Complex multiplier architecture.

4 Results and Discussion

The novelty of the proposed architecture lies in utilizing running DFT for transform domain equalization. The running DFT architecture processes both real and imaginary data at its input. This architecture is fully pipelined with throughput of one set of real and imaginary data per clock cycle and on arrival of each new input, it computes all 32 frequency components for 32 point running DFT operation in 32 clock cycles. The running DFT architecture, reported in [8], processes only real data at its input and throughput is 20 clock cycles per output and computes only 1 frequency component for single carrier and 8 frequency components for multi carrier systems.

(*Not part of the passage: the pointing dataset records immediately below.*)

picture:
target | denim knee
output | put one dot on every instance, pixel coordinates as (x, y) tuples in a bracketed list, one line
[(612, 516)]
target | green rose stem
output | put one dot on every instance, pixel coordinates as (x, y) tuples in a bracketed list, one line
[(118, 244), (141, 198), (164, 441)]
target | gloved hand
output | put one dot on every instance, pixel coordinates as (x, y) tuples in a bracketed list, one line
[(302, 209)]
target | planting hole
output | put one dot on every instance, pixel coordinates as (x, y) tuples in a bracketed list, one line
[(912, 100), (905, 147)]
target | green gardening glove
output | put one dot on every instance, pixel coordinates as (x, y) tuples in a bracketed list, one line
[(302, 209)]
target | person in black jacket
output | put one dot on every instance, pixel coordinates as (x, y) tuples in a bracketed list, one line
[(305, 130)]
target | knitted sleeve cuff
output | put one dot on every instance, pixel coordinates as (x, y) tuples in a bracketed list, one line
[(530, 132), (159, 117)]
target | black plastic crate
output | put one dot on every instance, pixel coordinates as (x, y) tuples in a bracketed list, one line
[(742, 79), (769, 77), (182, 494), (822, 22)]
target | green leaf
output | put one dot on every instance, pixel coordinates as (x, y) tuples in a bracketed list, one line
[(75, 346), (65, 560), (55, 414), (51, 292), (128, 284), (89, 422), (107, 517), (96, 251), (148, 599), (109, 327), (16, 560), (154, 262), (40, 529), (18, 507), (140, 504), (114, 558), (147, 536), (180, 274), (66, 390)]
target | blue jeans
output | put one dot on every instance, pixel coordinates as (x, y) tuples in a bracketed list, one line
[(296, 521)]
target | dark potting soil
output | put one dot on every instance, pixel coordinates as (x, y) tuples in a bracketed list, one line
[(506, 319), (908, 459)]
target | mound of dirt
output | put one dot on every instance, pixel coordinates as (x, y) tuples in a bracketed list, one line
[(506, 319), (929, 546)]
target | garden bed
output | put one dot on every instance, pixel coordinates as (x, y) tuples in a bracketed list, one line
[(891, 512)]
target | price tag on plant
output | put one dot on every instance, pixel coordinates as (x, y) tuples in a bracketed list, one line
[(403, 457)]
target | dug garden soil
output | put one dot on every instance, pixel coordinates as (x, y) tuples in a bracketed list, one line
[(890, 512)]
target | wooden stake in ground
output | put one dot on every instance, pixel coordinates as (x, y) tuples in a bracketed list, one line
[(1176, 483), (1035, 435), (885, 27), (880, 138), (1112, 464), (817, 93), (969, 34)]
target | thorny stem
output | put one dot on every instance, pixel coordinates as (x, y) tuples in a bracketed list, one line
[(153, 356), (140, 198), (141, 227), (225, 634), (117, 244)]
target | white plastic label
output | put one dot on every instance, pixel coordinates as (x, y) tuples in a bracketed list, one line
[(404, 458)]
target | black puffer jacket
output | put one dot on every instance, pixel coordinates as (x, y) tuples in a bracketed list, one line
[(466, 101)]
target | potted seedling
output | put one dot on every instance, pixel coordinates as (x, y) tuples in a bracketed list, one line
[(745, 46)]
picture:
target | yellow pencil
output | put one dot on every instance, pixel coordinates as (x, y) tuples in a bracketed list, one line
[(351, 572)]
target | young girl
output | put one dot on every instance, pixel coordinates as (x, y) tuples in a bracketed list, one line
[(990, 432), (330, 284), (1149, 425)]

The adaptation delay for the transform domain equalizer is 2 sample clock cycles in the architecture realized here. The MSE convergence rate for time domain delayed LMS and transform domain LMS taking an adaptation delay of 2 clock cycles are compared with LMS (without delay), as shown in Fig. 8, having stepsize values 0.00012, 0.00001 and 0.0005 respectively for 64 point QAM input having P and Q values {−7, −5, −3, −1, 1, 3, 5, 7}. The stepsize values are so chosen that the convergence and stability are guaranteed satisfying the constraints as described in [5]. Since the hardware realization for delayless LMS equalizer is not feasible in practice, the transform domain equalizer has got much faster convergence rate than its time domain counterpart. The critical path delay in all the blocks used in the equalizer architecture is limited to the propagation delay of a 16 bit binary adder/subtractor for 16 bit internal arithmetic. The sample clock speed is limited by f primary /32 for 32 tap equalizer, and f primary /N for N tap equalizer and the adaptation delay is 2 sample clock cycles for N tap equalizer and thus same in terms of sample clock for any N. The hardware utilization of various blocks in terms of 16 bit adder, data register and RAM bit is shown in Table 1. Thus with increasing tap length only RAM size is increasing, other hardware requirements remaining same. The comparison between various architectures is shown in Table 2. The proposed architecture requires less hardware resource, than as in [9, 10], without sacrificing convergence rate. Proposed architecture is suitable for implementation in FPGA and ASIC, and critical path delay may be as low as 2 ns as reported in [11].

Figure 8
figure 8

MSE convergence rate for different types of equalizer.

Table 1 Hardware utilization of proposed architecture.
Table 2 Comparison between various architectures.